The slightly unhinged performance is given a virility by Cage’s abundant body hair, generously smothering his chest and arms in unusual profusion. Not in this film are the burnished bronze expanses of The Boy in Blue and Ghostrider, here Cage is hairy as a modest bear. At times, he seems to put on a New York accent to fit in with his humorous gambling cronies, butt of many a fat joke throughout the film’s 90 minutes. It’s hardly consistent, but perhaps helps to lend Jack Singer’s claim that ‘I’m an everyman!’ some kind of credence. In any case, the New York accent disappears entirely when he puts on the Elvis suit, flexes his hip and delivers his lines in the drawl familiar from Wild at Heart. It’s in the Elvis costume that Cage seems to come alive, he’s magnetic, even sexy – perhaps the more so in contrast to his previous costumes in the film, all patterned shirts and long beige cardigans that make him look like a Chris Ware caricature of Nicolas Cage .
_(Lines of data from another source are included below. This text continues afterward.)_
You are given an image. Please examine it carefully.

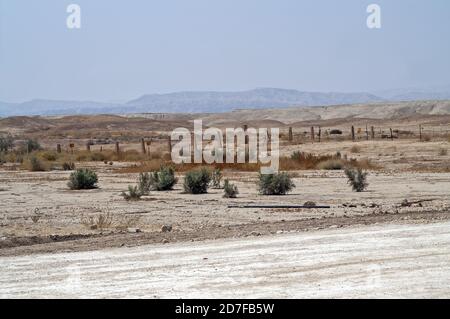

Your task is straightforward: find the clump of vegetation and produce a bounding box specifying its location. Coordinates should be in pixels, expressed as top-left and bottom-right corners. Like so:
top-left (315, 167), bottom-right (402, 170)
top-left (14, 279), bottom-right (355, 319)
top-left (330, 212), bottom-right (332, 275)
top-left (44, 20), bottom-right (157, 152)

top-left (138, 173), bottom-right (152, 195)
top-left (183, 168), bottom-right (211, 194)
top-left (81, 213), bottom-right (113, 230)
top-left (345, 168), bottom-right (369, 192)
top-left (149, 166), bottom-right (178, 191)
top-left (41, 152), bottom-right (58, 162)
top-left (317, 159), bottom-right (345, 170)
top-left (62, 162), bottom-right (75, 171)
top-left (122, 185), bottom-right (142, 201)
top-left (258, 173), bottom-right (295, 195)
top-left (303, 200), bottom-right (317, 208)
top-left (211, 168), bottom-right (223, 189)
top-left (21, 140), bottom-right (42, 153)
top-left (30, 156), bottom-right (47, 172)
top-left (0, 135), bottom-right (14, 153)
top-left (67, 169), bottom-right (98, 190)
top-left (223, 179), bottom-right (239, 198)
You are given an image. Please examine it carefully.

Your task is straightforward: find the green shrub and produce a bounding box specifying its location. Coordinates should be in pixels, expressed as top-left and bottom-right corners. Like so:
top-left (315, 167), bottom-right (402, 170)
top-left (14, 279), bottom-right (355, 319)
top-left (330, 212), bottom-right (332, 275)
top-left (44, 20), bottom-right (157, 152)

top-left (41, 152), bottom-right (58, 162)
top-left (0, 135), bottom-right (14, 153)
top-left (345, 168), bottom-right (369, 192)
top-left (258, 173), bottom-right (295, 195)
top-left (211, 168), bottom-right (223, 189)
top-left (138, 173), bottom-right (152, 195)
top-left (30, 156), bottom-right (47, 172)
top-left (68, 169), bottom-right (98, 190)
top-left (122, 185), bottom-right (142, 201)
top-left (150, 166), bottom-right (177, 191)
top-left (223, 179), bottom-right (239, 198)
top-left (317, 159), bottom-right (345, 170)
top-left (90, 152), bottom-right (107, 162)
top-left (21, 140), bottom-right (42, 153)
top-left (62, 162), bottom-right (75, 171)
top-left (183, 168), bottom-right (211, 194)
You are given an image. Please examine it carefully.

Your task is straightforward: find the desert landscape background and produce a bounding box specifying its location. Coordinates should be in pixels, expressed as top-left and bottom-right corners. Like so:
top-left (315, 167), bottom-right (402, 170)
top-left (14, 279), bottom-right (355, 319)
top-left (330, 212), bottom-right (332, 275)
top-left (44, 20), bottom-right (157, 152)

top-left (0, 101), bottom-right (450, 298)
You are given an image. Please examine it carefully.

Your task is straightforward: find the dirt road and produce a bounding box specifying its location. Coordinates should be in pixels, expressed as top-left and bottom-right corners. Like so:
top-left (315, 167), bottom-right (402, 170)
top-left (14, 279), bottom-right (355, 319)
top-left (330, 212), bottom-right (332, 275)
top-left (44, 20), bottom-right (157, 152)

top-left (0, 222), bottom-right (450, 298)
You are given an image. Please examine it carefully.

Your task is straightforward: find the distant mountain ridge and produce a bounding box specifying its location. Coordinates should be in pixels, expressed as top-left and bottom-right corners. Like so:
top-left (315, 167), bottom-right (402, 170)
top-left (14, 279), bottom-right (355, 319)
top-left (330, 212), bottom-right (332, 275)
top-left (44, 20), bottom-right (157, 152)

top-left (0, 88), bottom-right (450, 117)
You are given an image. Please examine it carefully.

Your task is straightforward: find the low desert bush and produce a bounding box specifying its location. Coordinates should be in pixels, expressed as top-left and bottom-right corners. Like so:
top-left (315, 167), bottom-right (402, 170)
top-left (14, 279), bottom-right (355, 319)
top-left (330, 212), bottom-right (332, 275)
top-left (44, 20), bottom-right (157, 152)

top-left (138, 173), bottom-right (152, 195)
top-left (67, 169), bottom-right (98, 190)
top-left (211, 168), bottom-right (223, 189)
top-left (81, 213), bottom-right (113, 230)
top-left (350, 145), bottom-right (361, 154)
top-left (41, 152), bottom-right (58, 162)
top-left (21, 140), bottom-right (42, 153)
top-left (223, 179), bottom-right (239, 198)
top-left (122, 185), bottom-right (142, 201)
top-left (29, 156), bottom-right (47, 172)
top-left (258, 173), bottom-right (295, 195)
top-left (62, 162), bottom-right (75, 171)
top-left (317, 159), bottom-right (345, 170)
top-left (183, 168), bottom-right (211, 194)
top-left (345, 168), bottom-right (369, 192)
top-left (150, 166), bottom-right (178, 191)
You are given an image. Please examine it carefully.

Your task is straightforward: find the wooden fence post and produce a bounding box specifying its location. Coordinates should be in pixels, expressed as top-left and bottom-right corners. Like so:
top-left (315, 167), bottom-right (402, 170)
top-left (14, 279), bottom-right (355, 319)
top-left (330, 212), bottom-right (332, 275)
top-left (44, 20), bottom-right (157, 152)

top-left (141, 138), bottom-right (147, 154)
top-left (116, 142), bottom-right (120, 155)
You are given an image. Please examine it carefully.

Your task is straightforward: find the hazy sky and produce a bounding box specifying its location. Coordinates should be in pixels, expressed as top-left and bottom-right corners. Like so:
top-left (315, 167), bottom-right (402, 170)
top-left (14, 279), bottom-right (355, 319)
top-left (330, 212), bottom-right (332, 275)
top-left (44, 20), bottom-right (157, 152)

top-left (0, 0), bottom-right (450, 102)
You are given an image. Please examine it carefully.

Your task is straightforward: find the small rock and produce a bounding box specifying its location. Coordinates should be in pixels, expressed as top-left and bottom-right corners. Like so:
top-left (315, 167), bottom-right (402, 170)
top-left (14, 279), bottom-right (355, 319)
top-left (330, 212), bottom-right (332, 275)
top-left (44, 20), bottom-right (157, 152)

top-left (161, 225), bottom-right (172, 233)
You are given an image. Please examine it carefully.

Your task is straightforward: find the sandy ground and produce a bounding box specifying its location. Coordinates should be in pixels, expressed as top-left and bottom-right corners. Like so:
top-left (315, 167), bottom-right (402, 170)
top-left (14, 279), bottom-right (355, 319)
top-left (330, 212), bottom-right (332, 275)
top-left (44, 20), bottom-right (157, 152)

top-left (0, 140), bottom-right (450, 255)
top-left (0, 222), bottom-right (450, 298)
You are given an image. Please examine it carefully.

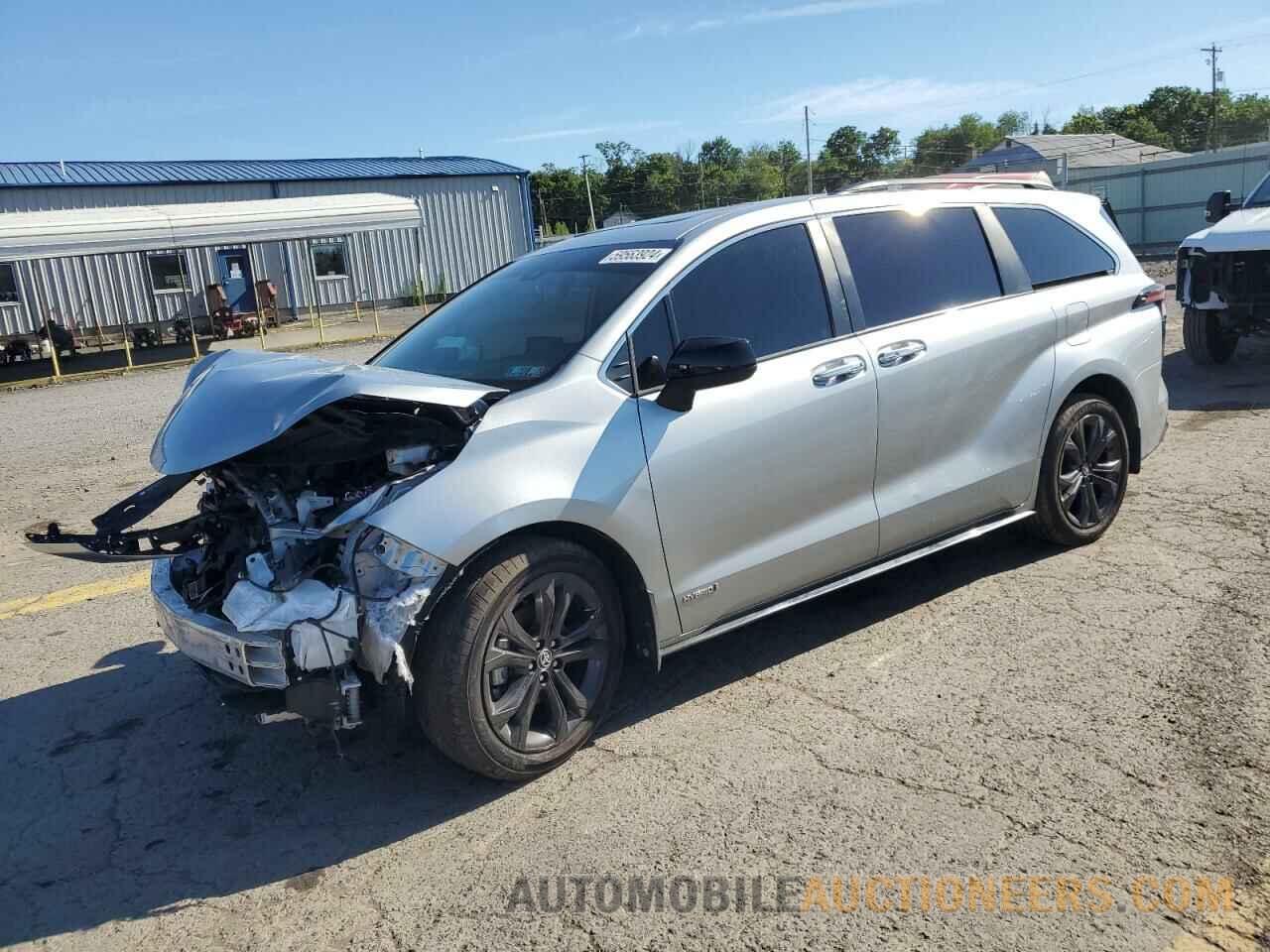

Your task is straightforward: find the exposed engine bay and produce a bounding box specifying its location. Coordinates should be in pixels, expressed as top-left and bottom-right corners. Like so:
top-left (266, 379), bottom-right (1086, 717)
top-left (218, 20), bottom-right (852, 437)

top-left (1178, 248), bottom-right (1270, 334)
top-left (27, 350), bottom-right (500, 729)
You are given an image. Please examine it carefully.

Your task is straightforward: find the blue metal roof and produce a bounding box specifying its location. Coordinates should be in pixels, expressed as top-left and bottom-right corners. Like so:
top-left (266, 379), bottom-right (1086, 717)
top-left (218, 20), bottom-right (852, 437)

top-left (0, 155), bottom-right (527, 187)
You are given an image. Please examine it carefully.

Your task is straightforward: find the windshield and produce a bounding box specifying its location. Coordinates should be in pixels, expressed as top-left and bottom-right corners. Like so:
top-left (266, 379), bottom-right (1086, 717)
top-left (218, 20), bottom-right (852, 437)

top-left (1243, 176), bottom-right (1270, 208)
top-left (375, 242), bottom-right (672, 390)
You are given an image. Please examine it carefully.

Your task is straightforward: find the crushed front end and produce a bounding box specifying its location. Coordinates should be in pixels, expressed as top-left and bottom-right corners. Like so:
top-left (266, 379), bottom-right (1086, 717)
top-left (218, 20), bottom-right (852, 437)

top-left (27, 355), bottom-right (500, 729)
top-left (1176, 245), bottom-right (1270, 336)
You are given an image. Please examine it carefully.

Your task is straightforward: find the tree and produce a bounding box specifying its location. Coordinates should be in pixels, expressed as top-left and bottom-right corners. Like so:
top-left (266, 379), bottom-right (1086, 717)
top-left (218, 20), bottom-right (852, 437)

top-left (860, 126), bottom-right (901, 178)
top-left (771, 139), bottom-right (807, 195)
top-left (997, 109), bottom-right (1029, 139)
top-left (913, 113), bottom-right (999, 176)
top-left (1063, 105), bottom-right (1108, 136)
top-left (530, 163), bottom-right (603, 232)
top-left (816, 126), bottom-right (869, 191)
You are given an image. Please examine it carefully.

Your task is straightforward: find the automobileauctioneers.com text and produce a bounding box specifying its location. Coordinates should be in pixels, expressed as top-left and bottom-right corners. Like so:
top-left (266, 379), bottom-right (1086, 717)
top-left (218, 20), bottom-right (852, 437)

top-left (507, 874), bottom-right (1234, 915)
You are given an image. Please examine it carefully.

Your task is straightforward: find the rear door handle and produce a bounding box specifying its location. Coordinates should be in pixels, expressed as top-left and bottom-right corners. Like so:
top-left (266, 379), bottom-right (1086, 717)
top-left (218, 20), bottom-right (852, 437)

top-left (812, 354), bottom-right (867, 387)
top-left (877, 340), bottom-right (926, 367)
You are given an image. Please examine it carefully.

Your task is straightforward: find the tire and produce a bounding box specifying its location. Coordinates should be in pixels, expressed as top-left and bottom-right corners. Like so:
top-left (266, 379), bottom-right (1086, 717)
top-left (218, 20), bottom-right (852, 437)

top-left (413, 536), bottom-right (626, 780)
top-left (1183, 307), bottom-right (1239, 367)
top-left (1033, 394), bottom-right (1129, 547)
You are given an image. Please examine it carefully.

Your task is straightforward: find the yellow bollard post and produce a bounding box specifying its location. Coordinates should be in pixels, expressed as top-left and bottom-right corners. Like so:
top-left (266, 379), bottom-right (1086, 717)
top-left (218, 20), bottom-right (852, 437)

top-left (45, 317), bottom-right (63, 378)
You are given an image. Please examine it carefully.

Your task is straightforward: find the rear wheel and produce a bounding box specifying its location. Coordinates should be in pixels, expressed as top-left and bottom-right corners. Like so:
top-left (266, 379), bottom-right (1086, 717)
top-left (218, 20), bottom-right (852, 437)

top-left (414, 538), bottom-right (625, 780)
top-left (1183, 307), bottom-right (1239, 367)
top-left (1035, 396), bottom-right (1129, 545)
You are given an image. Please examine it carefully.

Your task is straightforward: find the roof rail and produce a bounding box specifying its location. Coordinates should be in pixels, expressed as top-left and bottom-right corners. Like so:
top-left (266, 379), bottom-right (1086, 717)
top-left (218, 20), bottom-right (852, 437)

top-left (834, 172), bottom-right (1056, 195)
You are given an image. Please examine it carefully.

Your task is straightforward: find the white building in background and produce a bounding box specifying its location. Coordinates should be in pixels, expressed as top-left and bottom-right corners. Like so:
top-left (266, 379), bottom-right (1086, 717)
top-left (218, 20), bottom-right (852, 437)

top-left (0, 156), bottom-right (534, 334)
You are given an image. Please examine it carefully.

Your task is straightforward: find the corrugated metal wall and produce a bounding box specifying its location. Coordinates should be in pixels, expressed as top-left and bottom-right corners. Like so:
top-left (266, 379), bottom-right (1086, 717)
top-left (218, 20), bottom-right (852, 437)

top-left (1067, 142), bottom-right (1270, 253)
top-left (0, 176), bottom-right (530, 334)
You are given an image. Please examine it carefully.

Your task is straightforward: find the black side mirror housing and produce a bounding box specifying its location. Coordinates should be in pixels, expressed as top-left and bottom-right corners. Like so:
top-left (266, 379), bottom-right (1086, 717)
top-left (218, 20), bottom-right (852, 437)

top-left (1204, 191), bottom-right (1230, 225)
top-left (657, 337), bottom-right (758, 413)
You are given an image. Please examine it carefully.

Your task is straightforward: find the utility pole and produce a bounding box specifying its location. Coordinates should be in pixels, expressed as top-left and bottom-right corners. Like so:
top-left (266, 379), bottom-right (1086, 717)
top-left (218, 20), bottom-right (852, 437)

top-left (577, 155), bottom-right (595, 231)
top-left (1201, 44), bottom-right (1225, 151)
top-left (803, 105), bottom-right (812, 195)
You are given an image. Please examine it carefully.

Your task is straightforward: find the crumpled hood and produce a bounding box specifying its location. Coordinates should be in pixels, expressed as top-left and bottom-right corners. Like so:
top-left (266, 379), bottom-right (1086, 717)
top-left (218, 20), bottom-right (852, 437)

top-left (1181, 207), bottom-right (1270, 254)
top-left (150, 350), bottom-right (505, 475)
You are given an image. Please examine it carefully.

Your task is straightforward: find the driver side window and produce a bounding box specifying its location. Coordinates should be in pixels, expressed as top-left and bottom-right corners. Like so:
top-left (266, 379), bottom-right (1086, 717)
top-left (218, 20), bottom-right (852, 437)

top-left (631, 298), bottom-right (675, 391)
top-left (671, 222), bottom-right (833, 359)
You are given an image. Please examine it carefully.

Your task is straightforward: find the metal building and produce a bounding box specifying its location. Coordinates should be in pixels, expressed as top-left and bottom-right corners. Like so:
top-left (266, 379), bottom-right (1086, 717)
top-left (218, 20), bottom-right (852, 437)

top-left (1066, 142), bottom-right (1270, 254)
top-left (961, 133), bottom-right (1187, 185)
top-left (0, 156), bottom-right (534, 334)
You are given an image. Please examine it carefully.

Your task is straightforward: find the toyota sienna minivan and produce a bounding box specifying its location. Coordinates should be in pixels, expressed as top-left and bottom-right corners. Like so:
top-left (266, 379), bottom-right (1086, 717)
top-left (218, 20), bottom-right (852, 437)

top-left (28, 185), bottom-right (1167, 779)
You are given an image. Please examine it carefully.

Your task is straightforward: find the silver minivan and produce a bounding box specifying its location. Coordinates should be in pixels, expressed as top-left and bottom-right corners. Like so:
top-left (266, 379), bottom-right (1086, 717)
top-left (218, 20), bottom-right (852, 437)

top-left (28, 187), bottom-right (1167, 779)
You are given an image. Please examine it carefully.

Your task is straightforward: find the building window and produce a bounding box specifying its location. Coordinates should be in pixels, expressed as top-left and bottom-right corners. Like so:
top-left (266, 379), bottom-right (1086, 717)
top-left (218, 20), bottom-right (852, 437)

top-left (0, 262), bottom-right (20, 304)
top-left (146, 251), bottom-right (190, 294)
top-left (313, 239), bottom-right (348, 278)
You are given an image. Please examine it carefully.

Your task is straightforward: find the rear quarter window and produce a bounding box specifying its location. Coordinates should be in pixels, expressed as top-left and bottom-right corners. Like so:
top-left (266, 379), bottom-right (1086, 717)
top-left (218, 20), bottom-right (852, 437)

top-left (992, 207), bottom-right (1115, 289)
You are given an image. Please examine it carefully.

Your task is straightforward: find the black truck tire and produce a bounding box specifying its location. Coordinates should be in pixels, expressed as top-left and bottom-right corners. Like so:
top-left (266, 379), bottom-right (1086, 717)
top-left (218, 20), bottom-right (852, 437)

top-left (1183, 307), bottom-right (1239, 367)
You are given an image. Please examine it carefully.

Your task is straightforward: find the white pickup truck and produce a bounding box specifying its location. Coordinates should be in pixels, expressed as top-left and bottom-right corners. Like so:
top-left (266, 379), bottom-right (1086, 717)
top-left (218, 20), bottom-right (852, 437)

top-left (1178, 167), bottom-right (1270, 364)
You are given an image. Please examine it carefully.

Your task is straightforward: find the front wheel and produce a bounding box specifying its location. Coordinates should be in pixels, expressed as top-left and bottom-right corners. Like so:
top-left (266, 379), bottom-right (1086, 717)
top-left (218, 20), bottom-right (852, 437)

top-left (1034, 396), bottom-right (1129, 545)
top-left (414, 536), bottom-right (626, 780)
top-left (1183, 307), bottom-right (1239, 367)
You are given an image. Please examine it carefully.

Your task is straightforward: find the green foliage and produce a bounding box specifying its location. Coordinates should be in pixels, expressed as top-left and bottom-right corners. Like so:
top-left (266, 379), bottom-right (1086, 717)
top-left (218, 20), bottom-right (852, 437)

top-left (531, 86), bottom-right (1270, 224)
top-left (1063, 86), bottom-right (1270, 153)
top-left (913, 113), bottom-right (1008, 176)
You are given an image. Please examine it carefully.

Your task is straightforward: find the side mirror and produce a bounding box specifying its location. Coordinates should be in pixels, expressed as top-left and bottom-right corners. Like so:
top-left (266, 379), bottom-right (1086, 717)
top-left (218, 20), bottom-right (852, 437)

top-left (1204, 191), bottom-right (1230, 223)
top-left (657, 337), bottom-right (758, 413)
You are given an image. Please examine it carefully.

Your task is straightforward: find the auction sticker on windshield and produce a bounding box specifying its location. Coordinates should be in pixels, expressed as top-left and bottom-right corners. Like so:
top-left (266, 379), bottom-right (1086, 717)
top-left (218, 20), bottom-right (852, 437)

top-left (599, 248), bottom-right (675, 264)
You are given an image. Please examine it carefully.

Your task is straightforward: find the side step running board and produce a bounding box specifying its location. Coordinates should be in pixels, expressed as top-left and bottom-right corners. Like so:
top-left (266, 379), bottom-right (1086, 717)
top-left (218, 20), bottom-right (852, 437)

top-left (662, 509), bottom-right (1033, 657)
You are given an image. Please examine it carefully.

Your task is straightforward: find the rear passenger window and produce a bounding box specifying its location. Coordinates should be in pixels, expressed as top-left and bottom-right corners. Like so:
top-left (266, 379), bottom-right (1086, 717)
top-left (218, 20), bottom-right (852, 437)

top-left (833, 208), bottom-right (1001, 327)
top-left (665, 223), bottom-right (833, 363)
top-left (992, 208), bottom-right (1115, 289)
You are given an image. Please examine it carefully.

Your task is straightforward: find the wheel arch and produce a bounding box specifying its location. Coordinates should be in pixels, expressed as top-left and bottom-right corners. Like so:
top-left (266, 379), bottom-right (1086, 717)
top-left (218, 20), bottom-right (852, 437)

top-left (1060, 373), bottom-right (1142, 473)
top-left (425, 520), bottom-right (661, 665)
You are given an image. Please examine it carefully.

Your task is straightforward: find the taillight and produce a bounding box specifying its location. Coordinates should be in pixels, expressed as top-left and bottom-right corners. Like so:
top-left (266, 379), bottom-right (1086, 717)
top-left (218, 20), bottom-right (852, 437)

top-left (1133, 285), bottom-right (1169, 359)
top-left (1133, 285), bottom-right (1167, 313)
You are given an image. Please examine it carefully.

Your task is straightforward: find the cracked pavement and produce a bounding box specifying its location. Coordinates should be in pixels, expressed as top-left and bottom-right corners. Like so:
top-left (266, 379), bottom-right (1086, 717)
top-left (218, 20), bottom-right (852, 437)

top-left (0, 309), bottom-right (1270, 952)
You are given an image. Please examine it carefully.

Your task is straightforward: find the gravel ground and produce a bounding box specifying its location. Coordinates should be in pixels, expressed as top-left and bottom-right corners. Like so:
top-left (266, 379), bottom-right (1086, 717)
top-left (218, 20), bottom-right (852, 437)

top-left (0, 313), bottom-right (1270, 952)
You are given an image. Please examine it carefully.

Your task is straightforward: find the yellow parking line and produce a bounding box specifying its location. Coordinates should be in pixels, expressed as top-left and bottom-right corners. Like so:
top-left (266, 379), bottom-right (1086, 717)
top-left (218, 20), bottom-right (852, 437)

top-left (0, 568), bottom-right (150, 621)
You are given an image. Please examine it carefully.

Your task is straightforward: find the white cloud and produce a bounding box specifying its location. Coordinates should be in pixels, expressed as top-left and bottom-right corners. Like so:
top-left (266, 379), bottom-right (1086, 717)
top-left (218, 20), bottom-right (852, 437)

top-left (745, 76), bottom-right (1020, 123)
top-left (494, 119), bottom-right (680, 142)
top-left (618, 0), bottom-right (939, 40)
top-left (738, 0), bottom-right (926, 23)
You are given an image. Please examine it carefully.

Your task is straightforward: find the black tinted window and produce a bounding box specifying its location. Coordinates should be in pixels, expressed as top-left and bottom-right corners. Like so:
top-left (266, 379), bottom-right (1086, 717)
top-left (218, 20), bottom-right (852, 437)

top-left (833, 208), bottom-right (1001, 327)
top-left (376, 245), bottom-right (671, 390)
top-left (992, 208), bottom-right (1115, 289)
top-left (665, 225), bottom-right (831, 359)
top-left (631, 299), bottom-right (675, 390)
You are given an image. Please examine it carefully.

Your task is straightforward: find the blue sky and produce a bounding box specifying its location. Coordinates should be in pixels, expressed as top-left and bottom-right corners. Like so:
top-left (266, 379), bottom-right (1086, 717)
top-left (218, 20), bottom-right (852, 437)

top-left (0, 0), bottom-right (1270, 168)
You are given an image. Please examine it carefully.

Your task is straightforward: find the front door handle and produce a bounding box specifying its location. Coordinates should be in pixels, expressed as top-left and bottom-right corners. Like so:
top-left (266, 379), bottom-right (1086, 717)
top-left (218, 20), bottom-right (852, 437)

top-left (812, 354), bottom-right (867, 387)
top-left (877, 340), bottom-right (926, 367)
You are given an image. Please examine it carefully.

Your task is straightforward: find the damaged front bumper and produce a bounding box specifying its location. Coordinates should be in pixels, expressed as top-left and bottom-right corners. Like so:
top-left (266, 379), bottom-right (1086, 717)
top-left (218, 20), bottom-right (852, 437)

The ending is a top-class crazy random happenstance, but kind of delightful anyway. Cage somehow makes it work; who wouldn’t (you find yourself thinking) forgive their selfish, gambling-addicted, commitment phobic boyfriend if he laconically fell out of a plane, gazing soulfully up at you from under his flirty Elvis eyebrows?
And who wouldn’t (you begin to ponder) forgive Nicolas Cage his odd blunder when he sky-dived over Vegas, dressed as Elvis Presley, lit down on a landing pad like an illuminated celestial moth and gazed into your bemused yet delighted eyes, languidly inclining his head as if to say: ‘I’m all yours audience, all yours’.
* All sexism in the sentence is irony accredited.